One of the most interesting questions is how much U.K. income tax you'll pay in 2015, if any. The current U.K. tax year runs until April 5, 2015, so you'll settle up by October, 2015. Whatever that total amount is (less refunds) becomes eligible as a Foreign Tax Credit on your 2015 U.S. tax return -- and creditable back one year in your U.S. 2014 return. So the best course of all might be to take a "wait and see" until you get a clearer idea of how much income tax you're paying to the U.K. next year (for their current tax year), and (yes, as mentioned before) to file for that automatic extension to stretch the deadline for your U.S. tax filing to October 15. (But not the deadline for your tax owed, if any -- be sure to settle that up by June 15. But probably you have very little to settle up, if anything.)


----------



## meganf0412 (Mar 11, 2014)

Thank you for the reply! 

That's about right for an estimated income.
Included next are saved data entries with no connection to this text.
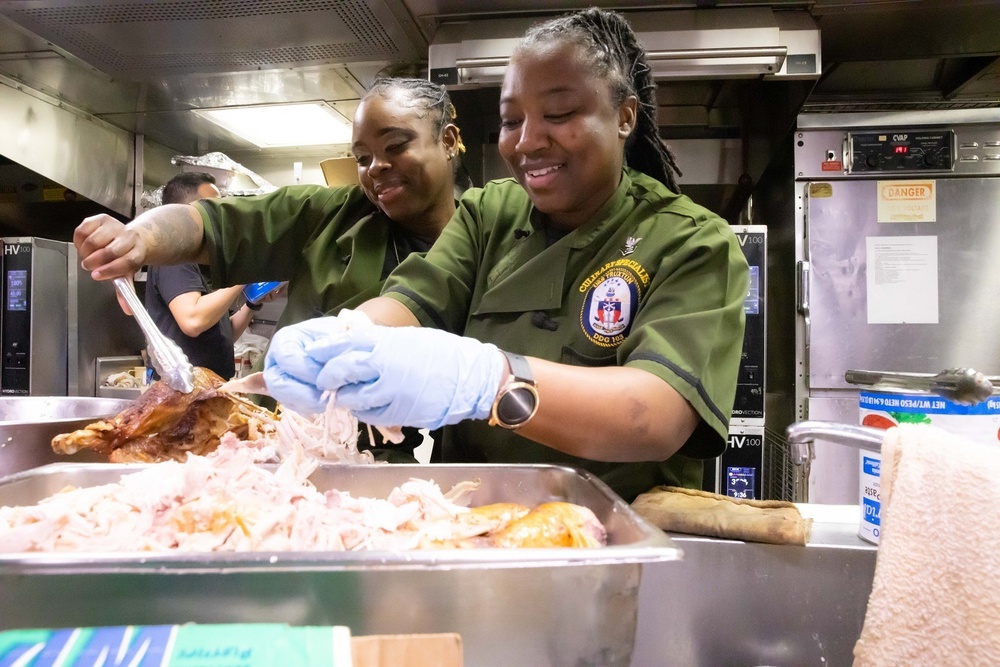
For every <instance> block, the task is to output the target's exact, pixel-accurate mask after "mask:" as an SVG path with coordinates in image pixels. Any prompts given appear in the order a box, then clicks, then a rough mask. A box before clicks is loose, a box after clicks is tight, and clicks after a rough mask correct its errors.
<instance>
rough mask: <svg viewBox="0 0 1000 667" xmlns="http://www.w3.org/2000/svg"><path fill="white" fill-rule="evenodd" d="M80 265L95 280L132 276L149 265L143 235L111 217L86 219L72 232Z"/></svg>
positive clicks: (102, 215) (144, 241) (114, 218)
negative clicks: (88, 273)
mask: <svg viewBox="0 0 1000 667" xmlns="http://www.w3.org/2000/svg"><path fill="white" fill-rule="evenodd" d="M73 245H75V246H76V251H77V254H78V255H79V257H80V265H81V266H83V268H84V269H86V270H87V271H90V275H91V277H92V278H93V279H94V280H111V279H113V278H118V277H120V276H131V275H132V274H134V273H135V272H136V271H138V270H139V269H140V268H141V267H142V266H143V265H144V264H145V263H146V255H147V248H146V243H145V240H144V239H143V238H142V235H141V234H140V233H139V232H138V231H137V230H135V229H133V228H131V227H128V226H126V225H125V224H123V223H122V222H120V221H118V220H116V219H115V218H113V217H111V216H110V215H105V214H103V213H102V214H100V215H95V216H92V217H89V218H87V219H85V220H84V221H83V222H81V223H80V225H79V226H78V227H77V228H76V230H75V231H74V232H73Z"/></svg>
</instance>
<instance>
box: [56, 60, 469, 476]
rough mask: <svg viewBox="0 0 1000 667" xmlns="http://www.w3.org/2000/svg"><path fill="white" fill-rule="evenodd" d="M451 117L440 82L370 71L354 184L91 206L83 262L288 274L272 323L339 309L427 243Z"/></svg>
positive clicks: (121, 272)
mask: <svg viewBox="0 0 1000 667" xmlns="http://www.w3.org/2000/svg"><path fill="white" fill-rule="evenodd" d="M454 118H455V111H454V107H453V106H452V105H451V102H450V100H449V96H448V93H447V91H446V90H445V89H444V88H442V87H441V86H438V85H436V84H432V83H430V82H428V81H424V80H421V79H379V80H377V81H376V82H375V83H374V84H373V85H372V87H371V88H370V89H369V91H368V92H367V93H366V94H365V96H364V97H363V98H362V100H361V103H360V105H359V106H358V110H357V112H356V114H355V117H354V127H353V143H352V146H351V152H352V154H353V155H354V157H355V158H356V159H357V161H358V176H359V180H360V186H350V187H340V188H328V187H322V186H314V185H302V186H288V187H282V188H278V189H277V190H276V191H274V192H272V193H269V194H266V195H261V196H257V197H228V198H224V199H219V200H215V201H211V202H208V201H202V202H199V203H198V204H196V205H193V206H192V205H180V204H174V205H168V206H161V207H158V208H155V209H152V210H150V211H147V212H145V213H143V214H142V215H140V216H138V217H137V218H136V219H135V220H133V221H132V222H130V223H129V224H128V225H123V224H122V223H121V222H119V221H118V220H116V219H114V218H112V217H110V216H107V215H99V216H95V217H92V218H88V219H86V220H84V221H83V223H81V224H80V226H79V227H78V228H77V229H76V232H75V234H74V242H75V244H76V247H77V249H78V250H79V254H80V257H81V258H82V265H83V267H84V268H85V269H88V270H91V271H92V276H93V277H94V278H95V279H97V280H108V279H111V278H115V277H117V276H121V275H127V274H131V273H133V272H134V271H135V270H136V269H137V268H138V267H140V266H142V265H144V264H153V265H156V264H175V263H180V262H189V261H197V262H199V263H201V264H208V265H210V267H211V271H212V274H211V275H212V283H213V284H214V285H220V286H226V285H236V284H243V283H251V282H259V281H265V280H276V281H285V280H287V281H288V303H287V306H286V308H285V310H284V311H283V313H282V315H281V317H280V319H279V322H278V328H279V329H280V328H281V327H283V326H285V325H287V324H291V323H295V322H300V321H302V320H305V319H308V318H311V317H317V316H321V315H324V314H336V313H337V312H339V311H340V310H341V309H342V308H346V307H352V306H354V305H356V304H359V303H361V302H362V301H364V300H365V299H368V298H371V297H374V296H377V295H378V293H379V290H380V288H381V286H382V283H383V281H384V280H385V278H386V276H387V275H388V274H389V272H390V271H391V270H392V269H394V268H395V267H396V266H397V265H398V264H399V263H400V261H401V260H402V259H404V258H405V257H406V256H407V255H409V254H411V253H414V252H415V253H420V254H422V253H423V252H426V250H427V249H428V248H429V247H430V246H431V244H432V243H433V242H434V240H435V239H436V238H437V236H438V235H439V234H440V232H441V230H442V229H443V228H444V226H445V224H446V223H447V222H448V220H449V218H450V217H451V215H452V213H453V212H454V211H455V169H454V167H455V165H456V161H455V158H457V157H458V154H459V153H460V152H461V151H464V150H465V149H464V146H463V145H462V141H461V137H460V135H459V130H458V127H457V126H456V125H455V123H454V122H453V121H454ZM363 432H364V431H363ZM421 439H422V438H420V437H419V435H418V434H416V433H415V432H414V433H413V434H412V435H411V436H410V437H408V439H407V445H406V446H405V447H403V448H395V449H394V450H393V451H394V452H396V453H400V452H402V453H404V454H405V453H406V452H412V449H413V447H414V446H415V445H418V444H419V443H420V441H421ZM403 460H407V459H406V457H405V456H404V457H403ZM408 460H413V459H412V457H410V458H409V459H408Z"/></svg>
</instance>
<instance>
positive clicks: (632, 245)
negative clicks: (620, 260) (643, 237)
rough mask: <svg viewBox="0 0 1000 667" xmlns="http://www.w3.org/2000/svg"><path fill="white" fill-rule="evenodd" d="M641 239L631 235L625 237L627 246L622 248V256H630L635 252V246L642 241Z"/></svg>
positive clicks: (624, 256) (625, 240)
mask: <svg viewBox="0 0 1000 667" xmlns="http://www.w3.org/2000/svg"><path fill="white" fill-rule="evenodd" d="M641 240H642V238H641V237H640V238H633V237H631V236H630V237H628V238H627V239H625V247H624V248H622V250H621V253H622V257H628V256H629V255H631V254H632V253H633V252H635V247H636V246H637V245H639V241H641Z"/></svg>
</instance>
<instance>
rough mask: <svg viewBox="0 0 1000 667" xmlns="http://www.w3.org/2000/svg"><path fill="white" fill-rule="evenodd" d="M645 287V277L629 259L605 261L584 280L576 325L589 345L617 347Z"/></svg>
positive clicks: (643, 273)
mask: <svg viewBox="0 0 1000 667" xmlns="http://www.w3.org/2000/svg"><path fill="white" fill-rule="evenodd" d="M648 285H649V274H648V273H647V272H646V270H645V269H644V268H643V267H642V265H641V264H639V263H638V262H635V261H633V260H631V259H618V260H615V261H613V262H609V263H607V264H605V265H604V266H602V267H601V268H600V269H598V270H597V271H595V272H594V273H592V274H591V275H590V277H588V278H587V279H586V280H584V281H583V283H582V284H581V285H580V291H581V292H583V293H584V294H585V296H584V298H583V308H582V310H581V312H580V326H581V327H582V328H583V332H584V334H585V335H586V336H587V338H588V339H589V340H590V342H592V343H594V344H595V345H599V346H600V347H618V346H619V345H621V343H622V341H624V340H625V337H626V336H628V332H629V327H630V326H631V325H632V319H633V318H634V317H635V311H636V309H637V308H638V307H639V299H640V298H641V297H642V293H643V291H644V290H645V288H646V287H647V286H648Z"/></svg>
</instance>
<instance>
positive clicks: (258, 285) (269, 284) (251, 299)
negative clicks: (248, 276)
mask: <svg viewBox="0 0 1000 667" xmlns="http://www.w3.org/2000/svg"><path fill="white" fill-rule="evenodd" d="M279 287H281V282H280V281H278V282H266V283H250V284H249V285H247V286H246V287H244V288H243V298H245V299H246V300H247V301H249V302H250V303H259V302H260V300H261V299H263V298H264V297H265V296H267V295H268V294H270V293H271V292H273V291H274V290H276V289H278V288H279Z"/></svg>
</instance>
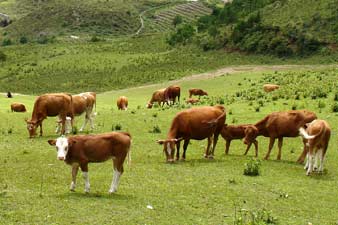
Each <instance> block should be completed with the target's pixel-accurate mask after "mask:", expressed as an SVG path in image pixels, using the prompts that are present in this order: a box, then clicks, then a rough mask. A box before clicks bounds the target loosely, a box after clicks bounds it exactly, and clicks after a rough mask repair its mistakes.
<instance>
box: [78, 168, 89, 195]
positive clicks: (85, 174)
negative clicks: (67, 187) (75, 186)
mask: <svg viewBox="0 0 338 225" xmlns="http://www.w3.org/2000/svg"><path fill="white" fill-rule="evenodd" d="M80 167H81V171H82V176H83V179H84V181H85V192H86V193H88V192H89V190H90V183H89V176H88V163H87V162H84V163H81V164H80Z"/></svg>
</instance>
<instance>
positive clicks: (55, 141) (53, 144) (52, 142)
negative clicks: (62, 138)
mask: <svg viewBox="0 0 338 225" xmlns="http://www.w3.org/2000/svg"><path fill="white" fill-rule="evenodd" d="M48 143H49V144H50V145H54V146H55V144H56V140H48Z"/></svg>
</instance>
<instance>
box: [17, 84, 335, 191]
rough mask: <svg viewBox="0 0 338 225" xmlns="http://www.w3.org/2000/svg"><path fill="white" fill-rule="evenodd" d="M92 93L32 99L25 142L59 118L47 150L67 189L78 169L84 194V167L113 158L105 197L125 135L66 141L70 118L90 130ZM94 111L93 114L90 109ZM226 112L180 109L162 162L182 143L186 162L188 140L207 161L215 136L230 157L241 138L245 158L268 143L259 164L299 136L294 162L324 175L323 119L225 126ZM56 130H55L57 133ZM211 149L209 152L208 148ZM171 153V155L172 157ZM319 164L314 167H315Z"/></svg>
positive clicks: (165, 148)
mask: <svg viewBox="0 0 338 225" xmlns="http://www.w3.org/2000/svg"><path fill="white" fill-rule="evenodd" d="M278 88H279V86H278V85H271V84H268V85H264V87H263V89H264V90H265V91H266V92H270V91H273V90H276V89H278ZM180 93H181V88H180V87H179V86H177V85H172V86H169V87H167V88H165V89H160V90H157V91H155V92H154V93H153V95H152V97H151V99H150V101H149V102H148V104H147V107H148V108H151V107H152V106H153V104H154V103H155V102H157V103H158V104H159V105H160V106H161V105H163V104H168V105H170V104H171V103H175V101H176V98H177V100H178V101H180ZM193 95H197V96H203V95H208V93H207V92H205V91H203V90H201V89H190V90H189V99H188V100H187V101H186V102H187V103H191V104H194V103H196V102H198V99H193V98H191V97H192V96H193ZM117 107H118V109H120V110H127V107H128V99H127V97H125V96H121V97H119V98H118V100H117ZM94 108H95V109H96V93H95V92H85V93H81V94H78V95H70V94H65V93H54V94H44V95H41V96H38V97H37V98H36V100H35V103H34V107H33V111H32V117H31V119H30V120H26V123H27V129H28V132H29V137H34V136H36V130H37V129H38V127H40V136H42V134H43V132H42V122H43V120H44V119H46V118H47V117H50V116H51V117H55V116H57V117H58V118H59V120H58V124H59V125H61V134H62V136H61V137H59V138H57V139H56V140H48V143H49V144H50V145H53V146H56V149H57V158H58V159H59V160H63V161H65V162H66V163H67V164H69V165H71V166H72V183H71V187H70V189H71V190H75V186H76V175H77V172H78V169H79V168H81V170H82V172H83V177H84V179H85V191H86V192H89V189H90V184H89V178H88V163H90V162H103V161H106V160H108V159H110V158H112V159H113V166H114V177H113V181H112V184H111V188H110V190H109V192H110V193H113V192H115V191H117V186H118V182H119V179H120V176H121V174H122V173H123V163H124V161H125V159H126V157H127V156H128V159H129V160H128V161H130V145H131V135H130V134H129V133H126V132H109V133H104V134H97V135H75V136H70V137H65V136H64V134H65V133H66V124H67V121H69V122H70V124H71V126H73V123H74V116H79V115H82V114H85V121H84V123H83V125H82V126H81V128H80V131H82V130H83V129H84V128H85V126H86V124H87V123H88V122H89V123H90V126H91V129H93V128H94V122H93V119H94V117H95V115H96V112H93V109H94ZM11 110H12V111H16V112H25V111H26V108H25V106H24V105H23V104H21V103H13V104H12V105H11ZM95 111H96V110H95ZM225 121H226V111H225V108H224V107H223V106H221V105H217V106H199V107H194V108H190V109H185V110H183V111H181V112H178V113H177V114H176V116H175V117H174V119H173V120H172V123H171V127H170V129H169V132H168V134H167V138H166V139H164V140H158V141H157V143H159V144H161V145H163V151H164V153H165V155H166V160H167V162H174V160H175V159H176V160H179V159H180V143H181V141H183V153H182V158H181V159H182V160H185V158H186V150H187V147H188V144H189V142H190V140H191V139H193V140H203V139H207V140H208V142H207V147H206V151H205V157H206V158H211V159H212V158H213V157H214V151H215V147H216V144H217V141H218V137H219V135H221V136H222V137H223V138H224V140H225V141H226V147H225V154H228V153H229V148H230V143H231V141H232V140H235V139H243V142H244V144H246V145H247V148H246V151H245V154H247V152H248V151H249V149H250V147H251V145H252V144H254V146H255V156H256V157H257V156H258V142H257V140H256V138H257V137H258V136H264V137H268V138H270V143H269V147H268V151H267V153H266V155H265V158H264V159H266V160H267V159H269V156H270V153H271V150H272V148H273V145H274V142H275V140H276V139H278V154H277V159H278V160H280V159H281V150H282V145H283V138H284V137H297V136H299V135H301V136H302V137H303V145H304V147H303V152H302V154H301V155H300V156H299V158H298V160H297V162H299V163H303V162H304V160H305V158H307V162H306V165H305V169H306V170H307V172H306V174H307V175H309V174H310V173H311V172H313V170H314V169H318V171H319V172H321V171H323V165H324V158H325V154H326V151H327V148H328V143H329V139H330V133H331V130H330V127H329V125H328V123H327V122H326V121H324V120H320V119H317V116H316V114H315V113H314V112H311V111H308V110H290V111H283V112H273V113H270V114H268V115H267V116H265V117H264V118H263V119H262V120H260V121H258V122H257V123H255V124H244V125H227V124H226V123H225ZM57 131H60V129H57ZM210 148H211V149H210ZM175 153H176V155H175ZM318 160H319V163H320V165H319V167H318Z"/></svg>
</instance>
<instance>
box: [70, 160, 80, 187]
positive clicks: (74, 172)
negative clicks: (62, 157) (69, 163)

I have no children or dependents. My husband earned roughly £22,000 GBP last year, and is now on a salary of £24,600 GBP for this year. I recently acquired a permanent position and estimate I will make roughly £25,000 GBP in the year to come.

I did have health insurance for part of the year under my step fathers plan, but I did not pay for that. No IRA contributions made or planned. My student loans are all deferred until next fall.


----------



## BBCWatcher (Dec 28, 2012)

OK. To clarify, you had health insurance through your step father's plan for the time you were a U.S. resident (at least), correct? If not, how long in 2014 were you without coverage? (This is really a separate question about your possible liability for the non-coverage tax penalty, a new feature in tax year 2014.)

For the record, it would likely be in the household's financial interest to file a joint (Married Filing Jointly) U.S. tax return. Yes, he can do that if he wishes -- it's something called a "Section 6013(g) Election." Note that you cannot deduct your student loan interest on your U.S. tax return when you're Married Filing Separately, if that's what you were thinking of. But that may not matter much or at all by the time you go into repayment.

OK, £25,000/year combined with your $2K in U.K. temp earnings to date means you're probably not going to pay any U.K. income tax during the current (still running) U.K. tax year. It's looking like taking the FEIE will be a better choice for you. But even if that ends up being the right choice this year when you run the numbers both ways, don't assume it's the right choice in future years. "It depends." Also make sure you understand that you cannot flip back and forth between taking and not taking the FEIE -- the IRS limits the flips.

Good luck!


----------